このコメントは読んで削除頂ければと思って書かせていただきます。
余計なおせっかいですが、
記事中のデメリットのところに”停電すると何も使えない”と記載されてますが、残念ながら、
都市ガスもお風呂は電気で制御されている為、お湯沸かす事が出来ないんですよ。
我が家は東日本大震災の時に計画停電で、
石油ストーブしか使えないってのに陥りました。真っ暗なので、キッチンでのプロパンガスの使用も奥さん的にはNGでした。
また、都市ガスはライフラインの復旧に時間がかかると友人からは指摘を受けました。
余計な事ですが、参考にしてみてください。
だいだいさん
貴重なコメント有難うございます。当初、ガスのメリットデメリットやコスト比較についても書いていたのですが、発散してきたので削除しました。その影響でちょっと中途半端になってしまいましたね。
そこではご指摘のように給湯器や暖房も電気がなければ使えないとか、地中の都市ガス管にダメージがあると復旧に時間がかかるとか書いていました。
ちなみに我が家のキッチンはIHを使っています。ガスは夏場に暑いから嫌だと。いや、そこはガスでしょと私は思うのですが笑。

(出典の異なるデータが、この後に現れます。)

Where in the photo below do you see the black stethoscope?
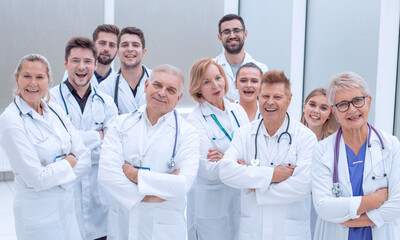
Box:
[202,110,240,142]
[250,112,292,166]
[59,84,106,125]
[122,110,178,169]
[332,123,387,197]
[13,98,69,143]
[114,66,149,113]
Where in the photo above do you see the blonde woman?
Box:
[187,58,249,240]
[0,54,90,240]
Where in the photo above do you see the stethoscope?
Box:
[332,123,387,197]
[250,113,292,166]
[59,80,106,125]
[122,110,178,168]
[13,98,69,143]
[202,110,240,142]
[114,66,149,113]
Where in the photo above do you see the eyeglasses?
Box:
[333,95,368,112]
[219,28,244,37]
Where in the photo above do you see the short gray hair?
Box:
[326,72,371,105]
[149,64,185,91]
[14,54,51,80]
[13,54,53,102]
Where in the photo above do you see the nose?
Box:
[211,80,218,89]
[158,88,167,97]
[127,44,133,51]
[347,103,357,112]
[78,61,85,69]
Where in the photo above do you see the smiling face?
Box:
[94,32,118,65]
[303,94,331,128]
[333,88,371,130]
[118,34,146,69]
[236,67,262,102]
[218,19,247,54]
[144,72,182,116]
[201,64,225,107]
[258,83,292,130]
[64,48,97,88]
[15,61,50,110]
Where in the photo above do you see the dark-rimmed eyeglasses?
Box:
[219,28,244,37]
[332,95,368,112]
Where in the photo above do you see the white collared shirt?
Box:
[99,65,152,114]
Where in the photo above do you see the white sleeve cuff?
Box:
[256,167,274,194]
[349,196,362,219]
[366,209,385,228]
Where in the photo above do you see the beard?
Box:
[222,38,244,54]
[71,75,91,87]
[97,54,117,65]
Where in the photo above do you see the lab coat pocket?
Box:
[21,199,64,240]
[239,217,256,240]
[152,209,186,240]
[195,184,228,218]
[285,219,311,240]
[393,226,400,240]
[107,206,120,239]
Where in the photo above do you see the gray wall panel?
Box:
[0,0,103,112]
[115,0,224,107]
[304,0,380,123]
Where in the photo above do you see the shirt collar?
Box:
[201,98,231,116]
[64,78,92,99]
[142,104,175,126]
[94,67,112,83]
[251,113,291,137]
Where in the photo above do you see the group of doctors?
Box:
[0,14,400,240]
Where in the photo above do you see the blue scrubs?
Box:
[346,141,372,240]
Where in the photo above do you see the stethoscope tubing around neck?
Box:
[332,123,386,184]
[59,84,105,125]
[114,65,149,112]
[253,112,292,165]
[59,81,105,116]
[126,110,178,168]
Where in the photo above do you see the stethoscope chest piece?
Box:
[168,158,175,168]
[332,183,342,197]
[250,158,260,166]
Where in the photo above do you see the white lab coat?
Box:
[219,115,317,240]
[187,98,249,240]
[99,65,152,114]
[99,105,199,240]
[312,127,400,240]
[50,83,118,239]
[0,96,90,240]
[62,69,117,89]
[235,100,261,122]
[213,51,268,100]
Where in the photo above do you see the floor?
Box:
[0,180,17,240]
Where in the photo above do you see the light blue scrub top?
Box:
[346,141,372,240]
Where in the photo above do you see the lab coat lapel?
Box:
[363,130,383,182]
[118,73,138,109]
[61,83,82,119]
[217,51,234,79]
[252,119,273,167]
[336,136,353,195]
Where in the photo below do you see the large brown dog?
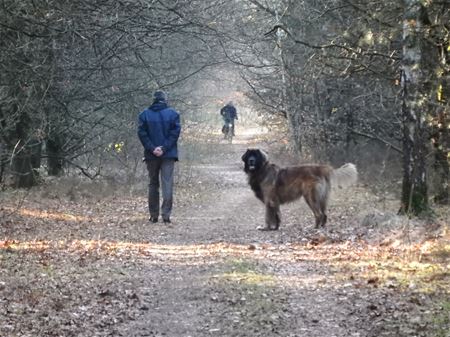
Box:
[242,149,358,230]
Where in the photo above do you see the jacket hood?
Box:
[149,101,168,111]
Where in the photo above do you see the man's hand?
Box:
[153,146,164,157]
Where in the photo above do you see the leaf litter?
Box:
[0,130,450,337]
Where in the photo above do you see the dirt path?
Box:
[0,131,445,337]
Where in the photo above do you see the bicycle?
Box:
[222,122,234,144]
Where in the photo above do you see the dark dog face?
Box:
[242,149,267,173]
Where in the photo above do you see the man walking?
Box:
[220,102,238,136]
[138,90,181,223]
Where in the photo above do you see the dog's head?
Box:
[242,149,268,173]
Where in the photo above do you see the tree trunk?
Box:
[46,136,63,176]
[400,0,429,215]
[13,141,42,188]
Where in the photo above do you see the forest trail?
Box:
[0,129,445,337]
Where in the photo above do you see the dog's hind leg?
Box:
[304,193,327,228]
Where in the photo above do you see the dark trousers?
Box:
[147,158,175,219]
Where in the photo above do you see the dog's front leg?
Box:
[258,202,281,231]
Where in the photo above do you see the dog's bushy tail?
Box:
[330,163,358,188]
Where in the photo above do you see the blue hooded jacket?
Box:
[138,100,181,160]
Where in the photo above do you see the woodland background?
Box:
[0,0,450,337]
[0,0,450,213]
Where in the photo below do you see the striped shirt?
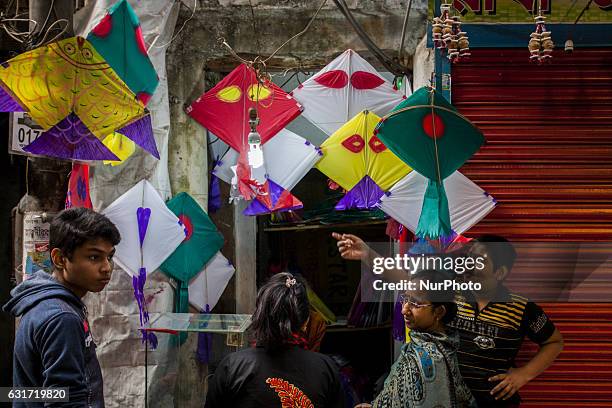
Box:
[449,286,555,408]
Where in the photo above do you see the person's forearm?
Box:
[362,246,410,282]
[522,339,563,381]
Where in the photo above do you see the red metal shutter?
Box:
[452,47,612,407]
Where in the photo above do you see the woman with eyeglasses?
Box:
[356,270,476,408]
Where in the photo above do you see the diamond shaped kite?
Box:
[291,50,405,135]
[378,171,497,235]
[376,87,485,239]
[66,163,92,208]
[0,37,159,160]
[316,111,411,210]
[160,192,223,313]
[187,64,301,199]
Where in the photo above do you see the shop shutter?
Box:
[452,46,612,407]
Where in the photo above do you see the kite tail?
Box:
[196,304,212,364]
[416,180,452,240]
[132,268,157,349]
[393,299,406,342]
[0,86,23,112]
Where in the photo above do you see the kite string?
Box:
[218,0,327,83]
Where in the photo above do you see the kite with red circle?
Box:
[376,87,485,239]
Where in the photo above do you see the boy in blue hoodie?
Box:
[3,208,121,408]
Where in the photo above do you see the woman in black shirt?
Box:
[205,273,344,408]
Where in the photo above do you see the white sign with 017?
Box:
[9,112,43,156]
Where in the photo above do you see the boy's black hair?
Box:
[412,269,457,324]
[49,207,121,259]
[249,272,310,349]
[472,234,516,272]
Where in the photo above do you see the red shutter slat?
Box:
[452,49,612,408]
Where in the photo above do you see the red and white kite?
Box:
[187,64,302,199]
[291,50,405,135]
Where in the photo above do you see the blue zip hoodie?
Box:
[3,271,104,408]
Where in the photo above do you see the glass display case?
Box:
[141,313,251,408]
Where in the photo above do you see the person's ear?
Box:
[300,316,310,333]
[51,248,66,271]
[434,305,446,320]
[495,265,510,282]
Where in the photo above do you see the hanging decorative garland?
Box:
[432,4,470,62]
[529,2,556,63]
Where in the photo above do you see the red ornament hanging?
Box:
[432,4,470,62]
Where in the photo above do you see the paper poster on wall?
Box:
[9,112,43,156]
[22,212,53,279]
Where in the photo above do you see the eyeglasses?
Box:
[398,294,433,309]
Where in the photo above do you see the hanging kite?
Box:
[242,179,304,215]
[87,0,159,105]
[316,111,410,210]
[66,163,92,208]
[291,50,405,135]
[213,129,322,215]
[378,171,497,236]
[160,192,223,313]
[376,87,485,239]
[0,37,159,160]
[187,64,301,200]
[103,180,185,346]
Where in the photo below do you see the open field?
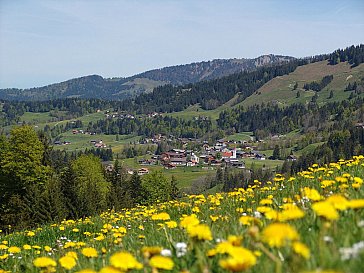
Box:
[54,132,140,153]
[120,156,216,189]
[238,61,364,107]
[0,156,364,273]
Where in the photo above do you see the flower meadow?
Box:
[0,156,364,273]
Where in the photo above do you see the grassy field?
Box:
[54,132,140,153]
[238,61,364,107]
[120,156,216,189]
[20,112,56,124]
[225,132,254,141]
[167,95,242,121]
[0,156,364,273]
[243,156,284,169]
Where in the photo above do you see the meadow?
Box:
[0,156,364,273]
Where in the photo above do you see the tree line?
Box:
[0,126,179,230]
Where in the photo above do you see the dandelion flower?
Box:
[312,201,339,220]
[149,255,174,270]
[33,257,57,267]
[82,247,98,258]
[152,212,171,221]
[292,242,310,259]
[187,224,212,241]
[59,256,76,270]
[262,223,299,247]
[110,251,143,271]
[219,247,257,272]
[8,246,21,254]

だいだいさんのお宅は震災の影響があったのですね。物的被害は大丈夫でしたか?
電気vsガスのコスト比較について、単価ベースで同じエネルギー値に換算して比較するのはできるのですが、機器ごとの使用エネルギーの時間分布(時間帯による単価の違いの影響)や機器のエネルギー効率まで考慮し始めるとドツボにはまりました。
難しく考えすぎかもしれません。だいだいさんのお宅と我が家の光熱費の比較をやってみたいですね。
ドクターMさん ご返答ありがとうございます。
さすが、改版されてたんですね。すみません、余計な指摘と思いましたが、
経験してるので、コメント書かせて頂きました。
そう、大半が電気で制御して居る為、うちは当時、石油ファンヒーターが主力暖房だったので、酷い目にあった次第です。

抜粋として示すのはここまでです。